Le fils illégitime est créatif, productif. Il est le point de départ d'une nouvelle lignée qui ne démarre pas de rien.
Jacques Derrida distingue trois types de deuil :
- l'échec du deuil selon Freud. C'est le deuil mélancolique et suicidaire, quand nous incorporons le mort en tant que mort. Il nous entraîne dans un comportement mortifère.
- le deuil réussi au sens de Freud. Il y a introjection du mort et non pas incorporation. Selon Lacan, cette introjection est symbolique. Elle devient la loi du désir. Quand le fils est légitime,
il introjecte le désir du père comme le sien propre - il l'ontologise (il s'identifie à lui). Il peut le critiquer, s'y opposer, il ne s'en détache pas.
- un troisième type de deuil qu'on pourrait qualifier de deuil derridéen. Cette position est celle du fils illégitime. Il choisit de recueillir une part d'héritage mais, en lui, l'autre reste
autre, hétérogène, hétéronome. Le père n'y reconnaîtrait pas ses petits (qui le sont néammoins). On ne détruit pas le spectre. On ne l'incorpore ni ne l'introjecte. On le laisse vivre (à la façon
d'un spectre). On le respecte mais on est circonspect sur ses injonctions : certaines sont suivies, d'autres non, en fonction des circonstances, de la situation et des événements, et aussi en
fonction de la lignée dans laquelle on désire se situer (passée et future). On ne se positionne pas sur le versant calculable et connaissable de la lignée, mais sur son côté imprévisible. On ne
s'inscrit pas dans le temps, mais dans l'intempestif ou l'anachronique, on fait craquer les signes et les croyances.
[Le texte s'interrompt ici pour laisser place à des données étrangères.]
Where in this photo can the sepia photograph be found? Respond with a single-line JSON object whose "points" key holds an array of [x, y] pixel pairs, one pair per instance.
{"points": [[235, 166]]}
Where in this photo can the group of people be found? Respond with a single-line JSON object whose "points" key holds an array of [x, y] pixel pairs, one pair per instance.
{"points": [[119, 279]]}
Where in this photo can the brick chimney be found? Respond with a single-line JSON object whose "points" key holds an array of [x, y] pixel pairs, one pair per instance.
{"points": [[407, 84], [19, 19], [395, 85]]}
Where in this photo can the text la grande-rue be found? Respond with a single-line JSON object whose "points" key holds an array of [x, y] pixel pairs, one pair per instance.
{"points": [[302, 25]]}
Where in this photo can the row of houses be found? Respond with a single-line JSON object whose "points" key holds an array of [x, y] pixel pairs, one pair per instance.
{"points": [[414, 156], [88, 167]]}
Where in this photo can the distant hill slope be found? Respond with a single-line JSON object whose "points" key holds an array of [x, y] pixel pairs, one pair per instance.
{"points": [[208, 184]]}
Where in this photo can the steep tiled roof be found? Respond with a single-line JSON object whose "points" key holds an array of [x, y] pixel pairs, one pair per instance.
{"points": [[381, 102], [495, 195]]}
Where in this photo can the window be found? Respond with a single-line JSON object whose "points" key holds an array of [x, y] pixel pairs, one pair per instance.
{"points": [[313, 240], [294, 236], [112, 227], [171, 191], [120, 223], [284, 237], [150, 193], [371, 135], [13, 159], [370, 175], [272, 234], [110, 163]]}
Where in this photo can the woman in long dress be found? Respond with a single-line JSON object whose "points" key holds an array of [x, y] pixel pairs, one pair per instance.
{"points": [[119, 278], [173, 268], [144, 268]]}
Pour le fils illégitime, celui qui recoit l'héritage non-voulu, l'expérience formatrice est celle de l'antisémitisme. Exclu de son école parce que juif, il a rejeté d'un même mouvement le pouvoir
vichyste et l'école juive, évitant tout lien avec l'un et l'autre côté. Se méfiant de la distinction entre juifs et non-juifs, il s'est retranché de toute communauté, il s'est destiné à
l'errance.
Le judaïsme comprend au moins trois éléments. 1/ Le Juif est celui qui respecte les préceptes de la tora, une posture qu'on peut résumer par la formule traditionnelle : Nous ferons et nous
entendrons. C'est le facteur religieux. 2/ Les juifs sont un peuple. Certes ses limites sont variables. Selon les époques, le nom du père, la religion de la mère et d'autres facteurs
généalogiques ou juridiques (par exemple l'acte de mariage, la ketouba) ont été pris en considération. 3/ Avec l'élément supplémentaire commence la difficulté. Dire Moi, je suis juif, implique
autre chose. Le Juif est porteur d'un secret, d'une élection, d'une expérience ou d'un je ne sais quoi énigmatiques, que l'on qualifie de judéité faute de meilleur mot et pour désigner le
fait qu'on peut être juif sans se reconnaître dans la religion ni dans la communauté. Selon Freud, ce troisième facteur est l'essentiel du judaïsme, mais il ne prend pas le risque de
l'expliciter.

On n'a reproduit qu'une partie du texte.